Music Business

LyricFind Disputes Genius Lyric Theft Claim, Challenges WSJ Reporting

LyricfindThe blockbuster Wall Street journal piece in which lyric site Genius offered some pretty convincing proof that Google and its primary lyric providers like LyricFind had been stealing its lyrics is being strongly disputed by LyricFind.

Here is the full statement (bold added:

LyricFind Offers Corrections to Inaccuracies in Wall Street Journal Reporting

Recently, a Wall Street Journal reporter proceeded with an article accusing Google of scraping lyrics from Genius and placing them in Google’s search results, despite clear responses from both LyricFind and Google that this was not the case. To address the inaccuracies in the initial article and the reporting that followed, we would like to correct the record in this matter.

The lyrics in question were provided to Google by LyricFind, as was confirmed to WSJ prior to publication. Google licenses lyrics content from music publishers (the rightful owner of the lyrics) and from LyricFind. To accuse them of any wrongdoing is extremely misleading.

LyricFind invests heavily in a global content team to build its database. That content team will often start their process with a copy of the lyric from numerous sources (including direct from artists, publishers, and songwriters), and then proceed to stream, correct, and synchronize that data. Most content our team starts with requires significant corrections before it goes live in our database.

Some time ago, Ben Gross from Genius notified LyricFind that they believed they were seeing Genius lyrics in LyricFind’s database. As a courtesy to Genius, our content team was instructed not to consult Genius as a source. Recently, Genius raised the issue again and provided a few examples. All of those examples were also available on many other lyric sites and services, raising the possibility that our team unknowingly sourced Genius lyrics from another location.
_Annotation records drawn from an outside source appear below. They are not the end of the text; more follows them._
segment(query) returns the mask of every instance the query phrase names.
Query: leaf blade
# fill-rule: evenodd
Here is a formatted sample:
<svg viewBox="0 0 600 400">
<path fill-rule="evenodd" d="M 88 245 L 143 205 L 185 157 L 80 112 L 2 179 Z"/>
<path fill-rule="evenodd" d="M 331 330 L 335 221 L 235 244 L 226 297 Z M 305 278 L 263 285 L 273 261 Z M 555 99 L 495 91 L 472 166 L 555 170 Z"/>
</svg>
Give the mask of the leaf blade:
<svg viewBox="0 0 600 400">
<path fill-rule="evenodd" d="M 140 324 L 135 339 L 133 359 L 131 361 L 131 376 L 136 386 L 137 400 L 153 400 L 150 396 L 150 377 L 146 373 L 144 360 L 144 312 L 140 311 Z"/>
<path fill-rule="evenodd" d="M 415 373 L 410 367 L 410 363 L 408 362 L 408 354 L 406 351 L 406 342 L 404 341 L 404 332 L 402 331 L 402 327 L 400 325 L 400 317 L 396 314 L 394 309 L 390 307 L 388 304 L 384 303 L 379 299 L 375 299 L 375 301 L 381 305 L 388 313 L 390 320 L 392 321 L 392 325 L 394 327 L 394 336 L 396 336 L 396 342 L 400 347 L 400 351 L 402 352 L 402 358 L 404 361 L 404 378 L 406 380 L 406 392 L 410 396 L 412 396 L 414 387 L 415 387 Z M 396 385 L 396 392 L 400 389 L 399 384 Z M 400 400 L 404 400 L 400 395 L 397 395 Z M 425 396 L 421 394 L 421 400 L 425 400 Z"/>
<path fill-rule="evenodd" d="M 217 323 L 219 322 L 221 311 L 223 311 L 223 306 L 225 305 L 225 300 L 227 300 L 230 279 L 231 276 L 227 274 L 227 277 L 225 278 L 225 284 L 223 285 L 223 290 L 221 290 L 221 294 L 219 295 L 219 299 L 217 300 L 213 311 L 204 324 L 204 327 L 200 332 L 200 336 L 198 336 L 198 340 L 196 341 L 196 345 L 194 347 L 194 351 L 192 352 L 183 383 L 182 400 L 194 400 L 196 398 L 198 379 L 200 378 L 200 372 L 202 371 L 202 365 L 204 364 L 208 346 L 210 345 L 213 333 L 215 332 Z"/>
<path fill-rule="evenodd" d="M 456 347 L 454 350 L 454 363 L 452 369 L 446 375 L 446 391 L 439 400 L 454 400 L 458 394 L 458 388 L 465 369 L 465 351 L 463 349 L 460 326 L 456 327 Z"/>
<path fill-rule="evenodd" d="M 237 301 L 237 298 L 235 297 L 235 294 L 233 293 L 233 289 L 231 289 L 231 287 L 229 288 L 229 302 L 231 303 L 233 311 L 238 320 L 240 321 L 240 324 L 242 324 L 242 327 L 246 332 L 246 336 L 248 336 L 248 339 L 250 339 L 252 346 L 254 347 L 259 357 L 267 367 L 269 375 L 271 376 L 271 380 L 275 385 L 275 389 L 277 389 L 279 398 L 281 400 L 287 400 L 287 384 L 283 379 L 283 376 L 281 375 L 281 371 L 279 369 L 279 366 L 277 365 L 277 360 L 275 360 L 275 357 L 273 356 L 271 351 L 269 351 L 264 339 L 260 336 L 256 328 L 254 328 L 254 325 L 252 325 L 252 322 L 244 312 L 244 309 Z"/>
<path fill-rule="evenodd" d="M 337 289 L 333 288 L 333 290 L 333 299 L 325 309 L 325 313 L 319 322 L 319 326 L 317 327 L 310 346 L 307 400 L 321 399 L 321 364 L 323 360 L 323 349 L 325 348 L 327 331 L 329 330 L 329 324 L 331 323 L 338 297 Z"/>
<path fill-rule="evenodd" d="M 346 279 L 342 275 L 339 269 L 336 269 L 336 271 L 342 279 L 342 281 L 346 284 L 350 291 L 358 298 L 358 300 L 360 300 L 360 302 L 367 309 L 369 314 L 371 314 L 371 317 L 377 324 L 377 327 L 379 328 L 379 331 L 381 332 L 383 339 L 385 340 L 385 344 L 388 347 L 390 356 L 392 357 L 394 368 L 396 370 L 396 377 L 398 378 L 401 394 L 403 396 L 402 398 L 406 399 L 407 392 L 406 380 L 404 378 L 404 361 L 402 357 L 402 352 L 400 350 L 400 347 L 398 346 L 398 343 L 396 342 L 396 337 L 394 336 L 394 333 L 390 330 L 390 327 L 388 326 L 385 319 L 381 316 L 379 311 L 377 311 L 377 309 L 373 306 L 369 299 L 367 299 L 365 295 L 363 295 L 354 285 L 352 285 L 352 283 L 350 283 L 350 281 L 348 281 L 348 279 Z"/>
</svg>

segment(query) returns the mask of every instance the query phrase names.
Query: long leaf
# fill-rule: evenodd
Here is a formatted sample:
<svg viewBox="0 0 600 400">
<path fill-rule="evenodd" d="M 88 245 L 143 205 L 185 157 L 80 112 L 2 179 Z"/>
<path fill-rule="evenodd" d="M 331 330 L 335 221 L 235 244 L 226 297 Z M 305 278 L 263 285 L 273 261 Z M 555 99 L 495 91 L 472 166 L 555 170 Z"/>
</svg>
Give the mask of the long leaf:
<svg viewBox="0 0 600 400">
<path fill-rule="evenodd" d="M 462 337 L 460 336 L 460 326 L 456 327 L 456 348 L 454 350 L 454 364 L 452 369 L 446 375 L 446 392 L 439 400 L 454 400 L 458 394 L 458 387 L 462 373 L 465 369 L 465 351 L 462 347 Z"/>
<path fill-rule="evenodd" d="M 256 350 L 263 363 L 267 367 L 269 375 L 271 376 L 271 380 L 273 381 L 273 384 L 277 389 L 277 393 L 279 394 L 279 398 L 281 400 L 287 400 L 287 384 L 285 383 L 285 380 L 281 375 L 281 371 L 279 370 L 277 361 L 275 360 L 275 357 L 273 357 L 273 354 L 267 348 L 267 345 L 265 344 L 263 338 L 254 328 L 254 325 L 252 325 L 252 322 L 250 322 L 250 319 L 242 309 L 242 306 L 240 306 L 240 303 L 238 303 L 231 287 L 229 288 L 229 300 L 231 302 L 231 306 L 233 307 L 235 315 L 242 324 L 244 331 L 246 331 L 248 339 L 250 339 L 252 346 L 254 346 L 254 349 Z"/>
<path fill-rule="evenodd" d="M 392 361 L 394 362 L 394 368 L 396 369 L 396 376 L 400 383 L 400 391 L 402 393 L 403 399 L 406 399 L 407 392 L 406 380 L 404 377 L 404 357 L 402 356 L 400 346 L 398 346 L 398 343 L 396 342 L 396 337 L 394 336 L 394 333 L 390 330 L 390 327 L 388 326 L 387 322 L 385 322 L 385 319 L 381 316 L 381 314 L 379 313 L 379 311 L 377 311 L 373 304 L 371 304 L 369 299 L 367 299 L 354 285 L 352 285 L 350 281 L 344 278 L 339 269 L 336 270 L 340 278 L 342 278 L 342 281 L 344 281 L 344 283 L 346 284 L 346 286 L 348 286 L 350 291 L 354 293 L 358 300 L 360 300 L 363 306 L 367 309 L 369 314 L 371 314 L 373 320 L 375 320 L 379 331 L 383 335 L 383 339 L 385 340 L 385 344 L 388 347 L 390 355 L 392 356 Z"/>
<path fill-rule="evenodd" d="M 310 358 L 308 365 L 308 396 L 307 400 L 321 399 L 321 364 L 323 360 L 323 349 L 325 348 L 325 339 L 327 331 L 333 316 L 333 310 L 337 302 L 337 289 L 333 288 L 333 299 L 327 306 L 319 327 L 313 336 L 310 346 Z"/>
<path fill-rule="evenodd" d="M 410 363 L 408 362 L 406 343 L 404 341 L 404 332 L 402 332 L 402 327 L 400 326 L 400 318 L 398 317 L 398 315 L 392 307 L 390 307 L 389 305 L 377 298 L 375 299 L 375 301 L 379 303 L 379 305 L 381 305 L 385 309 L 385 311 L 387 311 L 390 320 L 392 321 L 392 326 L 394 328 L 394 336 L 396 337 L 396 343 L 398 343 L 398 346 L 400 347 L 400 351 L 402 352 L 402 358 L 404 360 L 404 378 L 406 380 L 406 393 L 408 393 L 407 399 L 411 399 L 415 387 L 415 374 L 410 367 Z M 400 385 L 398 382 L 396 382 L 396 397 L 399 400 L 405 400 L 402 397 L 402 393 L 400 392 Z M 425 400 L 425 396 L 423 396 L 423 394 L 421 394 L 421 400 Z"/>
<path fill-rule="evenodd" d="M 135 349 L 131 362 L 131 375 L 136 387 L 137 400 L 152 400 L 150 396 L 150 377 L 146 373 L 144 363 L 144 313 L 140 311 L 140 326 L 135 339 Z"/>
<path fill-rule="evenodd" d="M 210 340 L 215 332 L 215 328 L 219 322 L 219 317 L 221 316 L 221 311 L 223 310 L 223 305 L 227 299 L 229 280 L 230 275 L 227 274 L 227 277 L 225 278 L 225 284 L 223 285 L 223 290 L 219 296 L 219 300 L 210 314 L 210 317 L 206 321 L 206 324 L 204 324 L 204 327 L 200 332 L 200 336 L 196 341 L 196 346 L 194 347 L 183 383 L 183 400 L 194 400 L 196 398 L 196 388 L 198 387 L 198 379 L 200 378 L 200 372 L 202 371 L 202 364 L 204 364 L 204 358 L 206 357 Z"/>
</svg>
As a result, LyricFind offered to remove any lyrics Genius felt had originated from them, even though we did not source them from Genius’ site. Genius declined to respond to that offer. Despite that, our team is currently investigating the content in our database and removing any lyrics that seem to have originated from Genius.

Genius claims, and the WSJ repeated, that there are 100 lyrics from Genius in our database. To put this into perspective, our database currently contains nearly 1.5 million lyrics. In the last year alone, our content team created approximately 100,000 new lyric files. The scale of Genius’ claims is minuscule and clearly not systemic.

It should be reiterated that Genius themselves have no ownership of the lyric rights – music publishers and songwriters do. Genius sources lyrics from user submissions, and those users may not be transcribing from scratch. LyricFind has a fifteen-year history of proper licensing and payments to rightsholders, and we’re extremely proud of our role in creating this valuable revenue stream for songwriters. We’ll continue that mission.